One and a half billion euros. For Stellantis, it was just the buy-in for a high-stakes poker game in Shenzhen. Back in October 2023, the group snatched a 20% stake in Leapmotor and grabbed the steering wheel of a 51% controlled joint venture. The mission was simple, if a bit audacious: take a Chinese brand and park it right next to the family silver, Fiat, Peugeot, and Opel.
Fast forward to early 2026, and the “invasion” is officially ahead of schedule. We’re talking over 800 points of sale across Europe. Stellantis didn’t spend a dime on new bricks and mortar. They just cleared some floor space in their existing dealerships.

Now, the Leapmotor T03 and C10 are staring at customers in Milan and Madrid, sharing the fluorescent glow with Citroëns and Opels. Most industry observers were hovering like vultures, waiting for the inevitable. The cheap Chinese newcomer devouring the market share of the storied European brands.
Except, the cannibal apparently isn’t hungry. During the Q1 2026 earnings call, CEO Antonio Filosa laid out the numbers with a level of bluntness that must have stung the doomsayers. Stellantis grew with Leapmotor and, crucially, without losing a step elsewhere. Fiat accelerated in Italy, Citroën gained ground across the continent, and Opel pulled off a strong recovery. Meanwhile, Leapmotor quietly moved 24,000 units.

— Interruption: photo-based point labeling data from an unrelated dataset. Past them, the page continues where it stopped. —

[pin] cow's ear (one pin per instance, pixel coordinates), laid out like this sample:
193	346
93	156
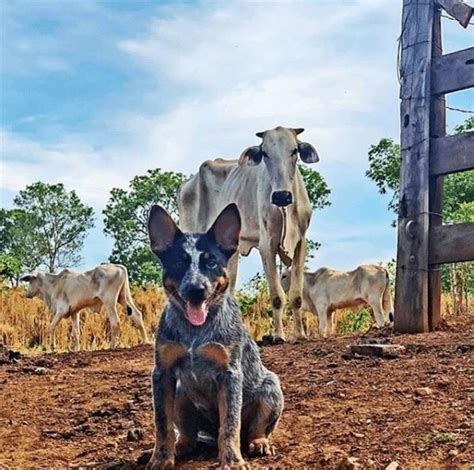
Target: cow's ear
307	152
226	230
251	155
162	230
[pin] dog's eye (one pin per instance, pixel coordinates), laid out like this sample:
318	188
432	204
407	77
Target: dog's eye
210	264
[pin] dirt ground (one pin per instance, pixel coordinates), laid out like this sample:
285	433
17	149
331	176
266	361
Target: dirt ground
93	409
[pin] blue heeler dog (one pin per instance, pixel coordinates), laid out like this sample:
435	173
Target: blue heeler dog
208	375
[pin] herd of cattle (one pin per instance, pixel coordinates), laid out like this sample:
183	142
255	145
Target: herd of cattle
269	191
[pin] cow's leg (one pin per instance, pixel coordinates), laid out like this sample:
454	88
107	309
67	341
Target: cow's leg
277	293
137	319
322	308
52	329
75	332
232	268
376	303
126	301
114	324
332	322
296	289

The feared “cross-shopping” epidemic has been described by Filosa as “very, very limited”.

The logic is almost too simple for the analysts to grasp. Leapmotor is the gateway drug for the budget-conscious EV buyer, targeting the “first-time electric” crowd with aggressive pricing. Peugeot and Opel are playing a different game entirely, leaning into their premium positioning and complex heritage. The segments barely touch.
For Stellantis, this is peak pragmatism. They get to road-test cutting-edge Chinese tech and boost volume without sacrificing their crown jewels or building a single new showroom. It’s a low-risk, high-reward experiment in cohabitation.